Silvertips eyeing offense in import draft

EVERETT — A year ago, the Everett Silvertips hit the jackpot. Today they’re hoping to come up aces one more time.

The Canadian Hockey League Import Draft takes place this morning, and the Tips are once again well positioned to add an impact player to their roster.

Everett has the 10th overall pick in today’s draft, the annual crapshoot that distributes European players among the 60 teams of the Western Hockey League, Ontario Hockey League and Quebec Major Junior Hockey League. The draft, which is renown for the unpredictability of what teams are getting, lasts two rounds.

Last year Everett picked 11th overall and selected Swiss defenseman Mirco Mueller. All Mueller did was become Everett’s No. 1 defenseman as a 17-year-old, and he was selected in the first round of Sunday’s NHL draft by the San Jose Sharks.

This year the Tips are looking for a forward, and ideally they’ll find one who has the same type of impact Mueller did last season.

“There are some real high-end guys who are real question marks because you don’t know whether they’re coming (to the CHL),” said Everett general manager Garry Davidson, who confirmed the Tips will select a forward. “There are eight to 10 good guys who were picked in (Sunday’s NHL draft), but with a lot of those guys you’re just not sure. They may have contracts in Europe and you don’t know if they can get out of them, or they’re Russian and likely to sign in the KHL (Kontinental Hockey League). What it does is leave us looking a little more at younger guys, like Mirco.”

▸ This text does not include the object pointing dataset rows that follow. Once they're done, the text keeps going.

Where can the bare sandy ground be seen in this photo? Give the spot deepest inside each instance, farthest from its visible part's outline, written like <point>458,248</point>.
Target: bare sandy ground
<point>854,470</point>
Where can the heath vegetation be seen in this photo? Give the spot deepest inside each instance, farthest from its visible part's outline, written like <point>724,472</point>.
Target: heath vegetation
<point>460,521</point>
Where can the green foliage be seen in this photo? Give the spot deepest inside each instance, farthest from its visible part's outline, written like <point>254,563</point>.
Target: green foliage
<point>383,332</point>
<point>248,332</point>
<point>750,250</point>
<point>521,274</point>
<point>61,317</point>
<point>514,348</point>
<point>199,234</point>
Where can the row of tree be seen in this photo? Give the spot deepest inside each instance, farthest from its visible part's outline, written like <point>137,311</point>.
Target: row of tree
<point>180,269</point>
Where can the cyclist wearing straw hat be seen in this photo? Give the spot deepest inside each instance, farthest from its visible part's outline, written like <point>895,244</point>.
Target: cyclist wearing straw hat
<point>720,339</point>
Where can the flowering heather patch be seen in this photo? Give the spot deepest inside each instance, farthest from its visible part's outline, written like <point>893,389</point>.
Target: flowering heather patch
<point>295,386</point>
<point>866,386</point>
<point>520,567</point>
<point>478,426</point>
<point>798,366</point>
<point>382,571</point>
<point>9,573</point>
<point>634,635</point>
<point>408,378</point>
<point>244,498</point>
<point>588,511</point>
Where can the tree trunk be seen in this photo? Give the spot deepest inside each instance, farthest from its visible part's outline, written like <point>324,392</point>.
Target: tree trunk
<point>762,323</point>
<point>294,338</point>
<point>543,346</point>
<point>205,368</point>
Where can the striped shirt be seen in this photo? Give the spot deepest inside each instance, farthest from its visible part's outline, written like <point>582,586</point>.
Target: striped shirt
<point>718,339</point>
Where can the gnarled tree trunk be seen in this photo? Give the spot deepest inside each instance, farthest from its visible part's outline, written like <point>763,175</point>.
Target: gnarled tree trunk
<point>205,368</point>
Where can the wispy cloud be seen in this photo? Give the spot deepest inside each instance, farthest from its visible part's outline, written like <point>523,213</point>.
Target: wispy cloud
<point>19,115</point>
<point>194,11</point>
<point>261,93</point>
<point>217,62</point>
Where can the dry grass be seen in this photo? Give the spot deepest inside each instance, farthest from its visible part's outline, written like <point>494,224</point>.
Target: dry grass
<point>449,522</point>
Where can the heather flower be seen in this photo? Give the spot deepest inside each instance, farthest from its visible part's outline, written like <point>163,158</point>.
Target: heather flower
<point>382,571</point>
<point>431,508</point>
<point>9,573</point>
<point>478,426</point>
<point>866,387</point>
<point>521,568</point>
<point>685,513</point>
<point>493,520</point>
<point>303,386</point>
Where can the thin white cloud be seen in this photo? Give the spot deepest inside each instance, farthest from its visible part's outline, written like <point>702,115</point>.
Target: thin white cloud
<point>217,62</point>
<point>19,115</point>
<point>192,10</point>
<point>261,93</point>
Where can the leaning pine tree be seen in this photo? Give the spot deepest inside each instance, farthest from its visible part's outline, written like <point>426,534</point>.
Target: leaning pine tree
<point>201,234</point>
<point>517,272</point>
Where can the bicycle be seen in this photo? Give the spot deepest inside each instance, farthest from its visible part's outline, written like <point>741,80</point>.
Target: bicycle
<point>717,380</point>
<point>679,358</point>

Each team in the CHL is allotted two roster spots for European players. Everett released Czech winger Stathis Soumelidis earlier this offseason to become eligible to use its first-round pick.

However, despite the presence of Mueller on the roster, Everett is eligible to use its second-round selection (70th overall) as well. A recent rule change states that if a team has a European player on its roster who is selected in the first round of the NHL draft, that team is eligible to add a third European. The purpose of the rule is to provide teams insurance against the NHL draft pick making his NHL team, thus leaving his junior team with a gaping hole. If the NHL draft pick returns to his junior team following training camp, the junior team must get back down to two Europeans.

Davidson indicated he intends to use his second-round selection, even though it’s fully expected Mueller will be back in Everett next season.

“We plan on using it, we’re just not sure how,” Davidson said. “It’s possible we’ll take someone who’s not coming this year, but may come next year.”

This year’s draft is also the last chance for CHL teams to add European goaltenders. Hockey Canada, because of a perceived lack of development among Canadian goaltenders, has directed the CHL to phase out European goalies. European goalies currently in the CHL will be allowed to play out their junior eligibility, and today teams are allowed to select goaltenders in the first round only. But goalies will be barred from the import draft beginning next year.

Everett, with Austin Lotz entrenched as the team’s No. 1 netminder, is not in the market for a goaltender. Nevertheless, Davidson found the decision to ban European goalies curious.

“Personally, I struggle with that decision a little bit,” he said. “I really think the CHL is the best junior league in the world, and it should have the best players. If that means European goalies, I’m fine with that. (Hockey Canada) feels development of goalies is an issue, but I’m not sure having one or two high-end European goalies makes that much difference. The development is needed at the younger levels. But that’s just my personal opinion.”